Step Hyp Ref Expression
1 fsuppcor.0 
 |-  ( ph -> .0. e. W )
2 fsuppcor.z 
 |-  ( ph -> Z e. B )
3 fsuppcor.f 
 |-  ( ph -> F : A --> C )
4 fsuppcor.g 
 |-  ( ph -> G : B --> D )
5 fsuppcor.s 
 |-  ( ph -> C C_ B )
6 fsuppcor.a 
 |-  ( ph -> A e. U )
7 fsuppcor.b 
 |-  ( ph -> B e. V )
8 fsuppcor.n 
 |-  ( ph -> F finSupp Z )
9 fsuppcor.i 
 |-  ( ph -> ( G ` Z ) = .0. )
10 4 ffund 
 |-  ( ph -> Fun G )
11 3 ffund 
 |-  ( ph -> Fun F )
12 funco 
 |-  ( ( Fun G /\ Fun F ) -> Fun ( G o. F ) )
13 10 11 12 syl2anc 
 |-  ( ph -> Fun ( G o. F ) )
14 8 fsuppimpd 
 |-  ( ph -> ( F supp Z ) e. Fin )
15 4 5 fssresd 
 |-  ( ph -> ( G |` C ) : C --> D )
16 fco2 
 |-  ( ( ( G |` C ) : C --> D /\ F : A --> C ) -> ( G o. F ) : A --> D )
17 15 3 16 syl2anc 
 |-  ( ph -> ( G o. F ) : A --> D )
18 eldifi 
 |-  ( x e. ( A \ ( F supp Z ) ) -> x e. A )
19 fvco3 
 |-  ( ( F : A --> C /\ x e. A ) -> ( ( G o. F ) ` x ) = ( G ` ( F ` x ) ) )
20 3 18 19 syl2an 
 |-  ( ( ph /\ x e. ( A \ ( F supp Z ) ) ) -> ( ( G o. F ) ` x ) = ( G ` ( F ` x ) ) )
21 ssidd 
 |-  ( ph -> ( F supp Z ) C_ ( F supp Z ) )
22 3 21 6 2 suppssr 
 |-  ( ( ph /\ x e. ( A \ ( F supp Z ) ) ) -> ( F ` x ) = Z )
23 22 fveq2d 
 |-  ( ( ph /\ x e. ( A \ ( F supp Z ) ) ) -> ( G ` ( F ` x ) ) = ( G ` Z ) )
24 9 adantr 
 |-  ( ( ph /\ x e. ( A \ ( F supp Z ) ) ) -> ( G ` Z ) = .0. )
25 20 23 24 3eqtrd 
 |-  ( ( ph /\ x e. ( A \ ( F supp Z ) ) ) -> ( ( G o.

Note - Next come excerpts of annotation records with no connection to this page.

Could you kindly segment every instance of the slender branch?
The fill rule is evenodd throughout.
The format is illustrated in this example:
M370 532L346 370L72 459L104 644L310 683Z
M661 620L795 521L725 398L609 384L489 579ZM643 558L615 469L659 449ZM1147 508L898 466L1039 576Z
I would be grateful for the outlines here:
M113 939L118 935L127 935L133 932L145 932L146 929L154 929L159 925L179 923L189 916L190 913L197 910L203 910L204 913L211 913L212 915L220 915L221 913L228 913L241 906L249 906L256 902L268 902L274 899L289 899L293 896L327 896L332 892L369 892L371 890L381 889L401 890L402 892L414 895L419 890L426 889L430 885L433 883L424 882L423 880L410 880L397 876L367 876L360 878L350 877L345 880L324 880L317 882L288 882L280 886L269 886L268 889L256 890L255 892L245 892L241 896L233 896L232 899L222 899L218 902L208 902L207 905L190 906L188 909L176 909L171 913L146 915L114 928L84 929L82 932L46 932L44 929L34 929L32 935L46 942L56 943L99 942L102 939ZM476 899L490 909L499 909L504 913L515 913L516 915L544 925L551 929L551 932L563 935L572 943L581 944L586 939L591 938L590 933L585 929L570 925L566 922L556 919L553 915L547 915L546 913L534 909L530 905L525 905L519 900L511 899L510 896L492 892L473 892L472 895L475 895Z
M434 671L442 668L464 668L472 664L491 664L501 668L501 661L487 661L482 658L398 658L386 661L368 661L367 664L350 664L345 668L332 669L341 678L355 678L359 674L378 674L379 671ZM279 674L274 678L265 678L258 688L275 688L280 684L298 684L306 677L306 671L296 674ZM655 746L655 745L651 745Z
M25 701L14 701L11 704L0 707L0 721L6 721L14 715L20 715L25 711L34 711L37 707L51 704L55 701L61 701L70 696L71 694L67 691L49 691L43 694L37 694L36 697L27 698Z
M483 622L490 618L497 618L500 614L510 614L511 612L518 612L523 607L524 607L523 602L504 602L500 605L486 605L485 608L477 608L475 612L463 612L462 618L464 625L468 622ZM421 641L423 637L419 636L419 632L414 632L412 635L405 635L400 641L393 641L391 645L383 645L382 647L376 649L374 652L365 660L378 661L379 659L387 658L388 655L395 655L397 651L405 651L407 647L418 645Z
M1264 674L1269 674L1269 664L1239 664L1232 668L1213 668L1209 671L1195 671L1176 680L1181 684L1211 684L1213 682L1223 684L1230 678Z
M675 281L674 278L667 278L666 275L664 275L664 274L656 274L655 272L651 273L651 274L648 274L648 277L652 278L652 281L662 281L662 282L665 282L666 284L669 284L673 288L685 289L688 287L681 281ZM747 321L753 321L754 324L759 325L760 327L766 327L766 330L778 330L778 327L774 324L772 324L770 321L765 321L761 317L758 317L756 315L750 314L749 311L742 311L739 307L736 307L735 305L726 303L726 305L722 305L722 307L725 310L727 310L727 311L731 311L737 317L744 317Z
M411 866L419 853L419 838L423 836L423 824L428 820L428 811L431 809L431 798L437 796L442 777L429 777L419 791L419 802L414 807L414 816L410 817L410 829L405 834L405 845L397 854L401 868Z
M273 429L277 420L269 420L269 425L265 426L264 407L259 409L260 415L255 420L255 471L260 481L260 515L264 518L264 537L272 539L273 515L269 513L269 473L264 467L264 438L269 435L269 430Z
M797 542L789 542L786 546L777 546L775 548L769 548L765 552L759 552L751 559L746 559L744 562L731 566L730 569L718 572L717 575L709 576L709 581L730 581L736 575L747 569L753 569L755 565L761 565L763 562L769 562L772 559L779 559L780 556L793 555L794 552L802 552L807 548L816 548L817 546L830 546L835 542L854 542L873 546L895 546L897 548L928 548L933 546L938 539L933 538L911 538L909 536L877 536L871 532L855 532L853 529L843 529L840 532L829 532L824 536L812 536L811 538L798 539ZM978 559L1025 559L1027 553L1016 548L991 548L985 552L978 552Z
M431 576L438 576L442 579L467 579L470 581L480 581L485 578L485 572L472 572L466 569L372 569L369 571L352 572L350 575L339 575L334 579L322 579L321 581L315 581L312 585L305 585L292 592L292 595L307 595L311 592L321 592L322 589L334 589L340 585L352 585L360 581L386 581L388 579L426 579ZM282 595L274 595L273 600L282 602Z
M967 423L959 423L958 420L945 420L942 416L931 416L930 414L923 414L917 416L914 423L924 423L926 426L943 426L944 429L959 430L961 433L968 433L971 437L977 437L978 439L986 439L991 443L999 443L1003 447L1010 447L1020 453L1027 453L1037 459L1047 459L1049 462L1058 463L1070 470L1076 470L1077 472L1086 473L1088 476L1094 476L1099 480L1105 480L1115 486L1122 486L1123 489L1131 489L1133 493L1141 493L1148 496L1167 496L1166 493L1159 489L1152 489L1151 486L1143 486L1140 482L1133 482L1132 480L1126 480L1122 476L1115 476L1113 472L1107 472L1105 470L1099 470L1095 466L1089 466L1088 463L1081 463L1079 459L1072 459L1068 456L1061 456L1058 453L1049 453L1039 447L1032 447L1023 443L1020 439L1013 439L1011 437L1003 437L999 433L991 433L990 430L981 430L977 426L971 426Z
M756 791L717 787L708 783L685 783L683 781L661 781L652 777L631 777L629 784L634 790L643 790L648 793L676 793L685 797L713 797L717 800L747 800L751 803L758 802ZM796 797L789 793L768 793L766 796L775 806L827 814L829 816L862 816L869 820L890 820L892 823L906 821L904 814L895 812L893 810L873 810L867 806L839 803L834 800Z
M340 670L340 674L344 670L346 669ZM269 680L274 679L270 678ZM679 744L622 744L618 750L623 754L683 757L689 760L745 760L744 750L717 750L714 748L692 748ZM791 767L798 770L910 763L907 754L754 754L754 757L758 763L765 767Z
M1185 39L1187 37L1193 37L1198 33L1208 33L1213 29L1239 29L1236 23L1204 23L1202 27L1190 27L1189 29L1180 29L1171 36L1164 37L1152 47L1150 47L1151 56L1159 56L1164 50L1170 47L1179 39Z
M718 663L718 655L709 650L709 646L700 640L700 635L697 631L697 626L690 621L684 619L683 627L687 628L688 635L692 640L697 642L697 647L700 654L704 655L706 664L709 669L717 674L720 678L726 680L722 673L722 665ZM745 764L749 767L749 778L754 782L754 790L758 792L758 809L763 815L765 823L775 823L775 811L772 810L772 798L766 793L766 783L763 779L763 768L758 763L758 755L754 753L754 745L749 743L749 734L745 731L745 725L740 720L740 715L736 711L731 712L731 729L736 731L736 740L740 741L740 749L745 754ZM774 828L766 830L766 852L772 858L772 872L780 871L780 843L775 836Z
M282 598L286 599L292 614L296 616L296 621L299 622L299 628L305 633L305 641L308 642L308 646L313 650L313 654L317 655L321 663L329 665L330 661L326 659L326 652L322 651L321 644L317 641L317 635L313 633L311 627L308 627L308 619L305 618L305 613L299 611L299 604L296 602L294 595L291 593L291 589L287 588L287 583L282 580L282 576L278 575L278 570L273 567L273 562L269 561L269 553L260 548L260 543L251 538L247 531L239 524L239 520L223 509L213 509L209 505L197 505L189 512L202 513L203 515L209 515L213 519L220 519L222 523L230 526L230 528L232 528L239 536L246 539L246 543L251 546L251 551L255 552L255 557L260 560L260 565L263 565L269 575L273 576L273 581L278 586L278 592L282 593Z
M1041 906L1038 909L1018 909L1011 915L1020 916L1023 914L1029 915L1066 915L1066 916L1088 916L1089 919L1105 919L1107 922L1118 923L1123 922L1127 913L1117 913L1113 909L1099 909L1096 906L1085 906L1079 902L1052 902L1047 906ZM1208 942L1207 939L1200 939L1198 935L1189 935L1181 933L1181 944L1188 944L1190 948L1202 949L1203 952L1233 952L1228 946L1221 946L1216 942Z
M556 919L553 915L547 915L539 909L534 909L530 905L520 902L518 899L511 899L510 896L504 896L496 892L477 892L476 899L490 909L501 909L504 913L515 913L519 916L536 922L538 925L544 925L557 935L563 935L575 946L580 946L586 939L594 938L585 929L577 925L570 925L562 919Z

F ) ` x ) = .0. )
26 17 25 suppss 
 |-  ( ph -> ( ( G o. F ) supp .0. ) C_ ( F supp Z ) )
27 14 26 ssfid 
 |-  ( ph -> ( ( G o. F ) supp .0. ) e. Fin )
28 fex 
 |-  ( ( G : B --> D /\ B e. V ) -> G e. _V )
29 4 7 28 syl2anc 
 |-  ( ph -> G e. _V )
30 fex 
 |-  ( ( F : A --> C /\ A e. U ) -> F e. _V )
31 3 6 30 syl2anc 
 |-  ( ph -> F e. _V )
32 coexg 
 |-  ( ( G e. _V /\ F e. _V ) -> ( G o. F ) e. _V )
33 29 31 32 syl2anc 
 |-  ( ph -> ( G o. F ) e. _V )
34 isfsupp 
 |-  ( ( ( G o. F ) e. _V /\ .0. e. W ) -> ( ( G o. F ) finSupp .0. <-> ( Fun ( G o. F ) /\ ( ( G o. F ) supp .0. ) e. Fin ) ) )
35 33 1 34 syl2anc 
 |-  ( ph -> ( ( G o. F ) finSupp .0. <-> ( Fun ( G o. F ) /\ ( ( G o. F ) supp .0. ) e. Fin ) ) )
36 13 27 35 mpbir2and 
 |-  ( ph -> ( G o. F ) finSupp .0. )